Advocacy can begin with deconstructing colonization by concentrating resources to be more effective and understand what Indigenous cultures truly are. To build advocacy there must be champions inside and outside of Indigenous communities to share culture on a deeper level. At the end of the conference I noticed a graphic on the one of the tote bags we received. I asked Miriam what it was and she mentioned it was a Two Row Wampum. The parallel bars of this decorative piece to me represented communication as a two way street. We must align ourselves and work together for a common direction and purpose by truly understanding each other. Once aware of our prejudices, we can then challenge them for positive change.
Resources to learn more about Indigenous Health
Six Nations Conference Brantford Expositor Article
8 Steps Toward Addressing Indigenous Health Inequities
Two Row Wampum treaty belt
More about Indigenous Culture and Colonization
The Indigenous Physicians Association of Canada and the College of Physicians and Surgeons of Canada, 2009. First Nations, Inuit and Metis Health Core Competencies for Continuing Medical Education; Winnipeg & Ottawa.
Tervalon, M. & Murray-Garcia, J. (1998). Cultural Humility Versus Cultural Competence: A Critical Distinction in Defining Physician Training Outcomes in Multicultural Education. Journal of Health Care for the Poor and Underserved, 9(2) pp. 117-125.

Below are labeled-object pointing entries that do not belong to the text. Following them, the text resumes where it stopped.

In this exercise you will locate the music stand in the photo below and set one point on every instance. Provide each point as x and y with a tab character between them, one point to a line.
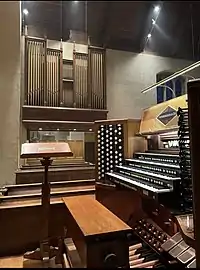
45	151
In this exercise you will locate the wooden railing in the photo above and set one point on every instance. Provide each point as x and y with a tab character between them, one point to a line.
54	82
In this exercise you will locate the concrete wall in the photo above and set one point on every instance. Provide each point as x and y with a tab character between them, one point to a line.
9	90
127	74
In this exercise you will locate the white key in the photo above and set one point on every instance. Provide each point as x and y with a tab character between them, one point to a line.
138	184
149	173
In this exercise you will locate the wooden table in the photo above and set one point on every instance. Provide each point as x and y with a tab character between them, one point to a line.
99	236
45	151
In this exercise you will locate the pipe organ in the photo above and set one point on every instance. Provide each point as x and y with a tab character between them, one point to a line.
150	189
52	81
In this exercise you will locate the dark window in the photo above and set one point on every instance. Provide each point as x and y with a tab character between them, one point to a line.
164	93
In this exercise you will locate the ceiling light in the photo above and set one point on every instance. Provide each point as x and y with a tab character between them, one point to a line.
156	9
25	11
173	76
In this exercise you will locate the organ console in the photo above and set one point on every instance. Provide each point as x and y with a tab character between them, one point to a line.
151	189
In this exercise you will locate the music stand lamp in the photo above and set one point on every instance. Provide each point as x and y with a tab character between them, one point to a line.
45	151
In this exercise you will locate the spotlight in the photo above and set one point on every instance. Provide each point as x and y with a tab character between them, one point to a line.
25	11
156	9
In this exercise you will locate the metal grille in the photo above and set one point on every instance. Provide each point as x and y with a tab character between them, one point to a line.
80	80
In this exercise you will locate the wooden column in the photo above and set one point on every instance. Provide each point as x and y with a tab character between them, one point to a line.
194	125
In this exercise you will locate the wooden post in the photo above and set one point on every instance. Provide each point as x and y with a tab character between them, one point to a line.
194	125
60	94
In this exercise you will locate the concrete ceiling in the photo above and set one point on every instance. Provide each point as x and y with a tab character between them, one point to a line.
123	25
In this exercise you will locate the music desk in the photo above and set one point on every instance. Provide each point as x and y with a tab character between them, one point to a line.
45	151
100	237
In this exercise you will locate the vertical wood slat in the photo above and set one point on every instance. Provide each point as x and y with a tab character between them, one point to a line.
60	76
80	80
54	79
34	80
97	78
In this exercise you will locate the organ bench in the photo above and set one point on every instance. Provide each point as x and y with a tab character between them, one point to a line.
100	237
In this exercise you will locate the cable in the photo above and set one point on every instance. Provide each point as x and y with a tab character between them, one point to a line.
192	32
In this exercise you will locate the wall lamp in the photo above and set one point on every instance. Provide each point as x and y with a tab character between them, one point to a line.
171	77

Veronica Wong received her Physiotherapy degree from McMaster University in 2015. She is passionate about health promotion, critical thinking, and all things related to pain. Her interest in Indigenous health began with a placement she had with Six Nations Health Services. She knows that she also has a role to play in the process of reconciliation and would like to continue to learn how she can best fill that role. She currently works at a private practice in Brantford, Ontario.
Miriam Beatty also received her Physiotherapy degree from McMaster University in 2015. She is currently working with the Health Promotion team on the Six Nations Reserve, which is enabling her to pursue her passion to provide holistic care at the individual, group and community level. Miriam is passionate about working in culturally diverse settings, and has taken learned more about Indigenous health throughout her academics. She is honored to participate in the process of change, harmonizing Indigenous and Western medicine.
Katie Gasparelli graduated from the University of Ottawa in 2004 and worked in various communities in Northern Ontario during the first few years of her career. She has been working at Six Nations Health Services, for 6 years in the community and more recently into an administrative role with the organization. She is the Indigenous Health Representative on the Global Health Division executive.
Corey Kim graduated from Western’s MPT program in 2015. A passion for physiotherapy and cultural diversity lead him to the Global Health Division at Congress. He is now a member of the GHD Communications Subcommittee and after his final placement in Cape Town, he is now preparing for his next opportunity as a global therapist. Corey works in Seaforth, Ontario.